Parakeet-DE-Med: German Medical ASR

Fine-tuned NVIDIA Parakeet-TDT-0.6B for German medical documentation transcription.

This model is a fine-tuned derivative of nvidia/parakeet-tdt-0.6b-v3, which is licensed under CC-BY-4.0.

Model Description

This model is a parameter-efficient fine-tuned (PEFT) version of NVIDIA's Parakeet-TDT-0.6B specialized for German medical documentation (Arztbriefe). It uses the decoder+joint training strategy, training only 2.89% of the model parameters while achieving significant improvements in medical domain accuracy.

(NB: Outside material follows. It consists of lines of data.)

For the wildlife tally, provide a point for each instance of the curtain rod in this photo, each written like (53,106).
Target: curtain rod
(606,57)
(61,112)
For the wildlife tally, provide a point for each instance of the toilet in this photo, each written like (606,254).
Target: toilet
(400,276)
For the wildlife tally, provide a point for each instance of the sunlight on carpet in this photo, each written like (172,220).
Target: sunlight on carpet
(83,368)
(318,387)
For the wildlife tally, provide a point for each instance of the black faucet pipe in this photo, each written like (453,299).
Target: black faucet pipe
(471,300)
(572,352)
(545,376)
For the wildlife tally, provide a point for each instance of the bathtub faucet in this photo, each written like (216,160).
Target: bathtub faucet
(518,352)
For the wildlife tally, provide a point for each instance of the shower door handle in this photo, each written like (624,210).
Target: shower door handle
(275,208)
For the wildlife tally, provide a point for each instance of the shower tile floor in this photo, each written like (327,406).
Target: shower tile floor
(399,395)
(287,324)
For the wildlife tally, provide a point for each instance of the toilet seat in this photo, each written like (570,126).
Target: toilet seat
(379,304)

  • Base Model: nvidia/parakeet-tdt-0.6b-v3
  • Language: German (de-DE)
  • Domain: Medical documentation
  • Training Method: PEFT (decoder+joint strategy)
  • Parameters Trained: 18.1M / 627M (2.89%)

Performance

Evaluated on German medical documentation test set (122 samples):

Model WER
Base Parakeet-TDT-0.6B 11.73%
Parakeet-DE-Med 3.28%

Improvement: 72% WER reduction

Training Details

  • Training Data: 976 German medical documentation samples
  • Training Epochs: 5
  • Training Strategy: Freeze encoder, train decoder and joint network only
  • Precision: BF16 mixed precision
  • Batch Size: 4 (effective batch size 16 with gradient accumulation)
  • Learning Rate: 2e-4

Usage

Prerequisites

pip install nemo_toolkit['asr']
# Or for the latest version:
pip install git+https://github.com/NVIDIA/NeMo.git@main#egg=nemo_toolkit[asr]

Basic Transcription

import nemo.collections.asr as nemo_asr

# Load the model from HuggingFace
model = nemo_asr.models.ASRModel.from_pretrained("johannhartmann/parakeet_de_med")

# Transcribe a single audio file
transcription = model.transcribe(["path/to/audio.wav"])
print(transcription[0])

Batch Transcription

import nemo.collections.asr as nemo_asr

model = nemo_asr.models.ASRModel.from_pretrained("johannhartmann/parakeet_de_med")

# Transcribe multiple files
audio_files = [
    "patient_recording_1.wav",
    "patient_recording_2.wav",
    "patient_recording_3.wav"
]

transcriptions = model.transcribe(audio_files, batch_size=4)
for i, text in enumerate(transcriptions):
    print(f"File {i+1}: {text}")

Real-time/Streaming Audio

import nemo.collections.asr as nemo_asr
import soundfile as sf

model = nemo_asr.models.ASRModel.from_pretrained("johannhartmann/parakeet_de_med")

# Load audio file
audio, sample_rate = sf.read("medical_dictation.wav")

# Resample to 16kHz if needed
if sample_rate != 16000:
    import librosa
    audio = librosa.resample(audio, orig_sr=sample_rate, target_sr=16000)

# Transcribe from numpy array
transcription = model.transcribe(audio, batch_size=1)
print(transcription[0])

Advanced Configuration

import nemo.collections.asr as nemo_asr

model = nemo_asr.models.ASRModel.from_pretrained("johannhartmann/parakeet_de_med")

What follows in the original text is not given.